SB: The notion of ‘fragment’ is interesting to consider in relation to your work: how a part exists and makes sense in relation to the whole, but also the moment of fracture which is implicit in the idea of fragment itself; lastly the sense of incompleteness which comes with the display and inclusion of fragments. How do these different conditions affect knowledge – both of concepts and physical materials – in your works?

 

IK: I find the idea of the fragment most interesting in relation to writing. The Jena Romantics chose the fragment as their philosophical form, to convey a series of thoughts that could be autonomous in themselves but also exist in relation to each other. It allowed the writer to move from philosophy to poetry, to quite sober propositions within the same text, keeping the work open yet precise.

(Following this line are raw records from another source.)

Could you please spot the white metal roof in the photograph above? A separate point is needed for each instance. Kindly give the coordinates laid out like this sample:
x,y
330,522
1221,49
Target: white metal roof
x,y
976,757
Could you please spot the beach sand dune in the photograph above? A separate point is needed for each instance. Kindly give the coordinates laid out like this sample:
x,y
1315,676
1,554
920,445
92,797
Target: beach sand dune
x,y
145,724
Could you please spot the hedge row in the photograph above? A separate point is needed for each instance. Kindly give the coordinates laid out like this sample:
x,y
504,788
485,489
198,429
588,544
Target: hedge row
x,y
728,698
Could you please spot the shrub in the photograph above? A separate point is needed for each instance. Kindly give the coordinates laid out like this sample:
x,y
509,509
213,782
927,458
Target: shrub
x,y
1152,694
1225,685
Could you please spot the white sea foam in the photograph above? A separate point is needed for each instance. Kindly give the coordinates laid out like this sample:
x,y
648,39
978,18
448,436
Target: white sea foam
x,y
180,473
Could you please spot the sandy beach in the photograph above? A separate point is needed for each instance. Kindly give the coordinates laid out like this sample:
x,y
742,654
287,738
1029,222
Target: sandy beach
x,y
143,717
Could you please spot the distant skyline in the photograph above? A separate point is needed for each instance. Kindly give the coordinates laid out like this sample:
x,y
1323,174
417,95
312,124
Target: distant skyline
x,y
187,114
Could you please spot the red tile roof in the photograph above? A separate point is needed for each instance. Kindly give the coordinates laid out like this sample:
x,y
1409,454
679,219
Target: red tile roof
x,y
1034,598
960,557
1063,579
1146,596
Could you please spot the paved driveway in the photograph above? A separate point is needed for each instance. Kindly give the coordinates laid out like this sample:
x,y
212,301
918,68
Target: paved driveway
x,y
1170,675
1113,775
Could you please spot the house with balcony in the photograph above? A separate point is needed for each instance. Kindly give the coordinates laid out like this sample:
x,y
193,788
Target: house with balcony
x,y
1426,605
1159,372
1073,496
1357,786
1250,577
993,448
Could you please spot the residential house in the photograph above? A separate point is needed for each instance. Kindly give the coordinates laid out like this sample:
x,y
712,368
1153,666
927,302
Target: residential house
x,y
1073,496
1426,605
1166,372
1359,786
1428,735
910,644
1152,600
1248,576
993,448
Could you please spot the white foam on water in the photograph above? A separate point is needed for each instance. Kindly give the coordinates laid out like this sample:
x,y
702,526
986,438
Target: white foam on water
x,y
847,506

I like the idea that artworks, objects, things might work similarly, that there might be somehow an equivalence. I think the idea of the model is important here, as materially it has the possibility of conveying thought – either quite technically, in a matter of fact way, or in a less obvious, more aphoristic form. Models can be playful, experimental, contingent. They have obvious relations to scale and material, but are also propositional in character. They tend to always have an interesting relationship to their defined discipline, whether it be architecture, painting, design. Models in this respect work as fragments.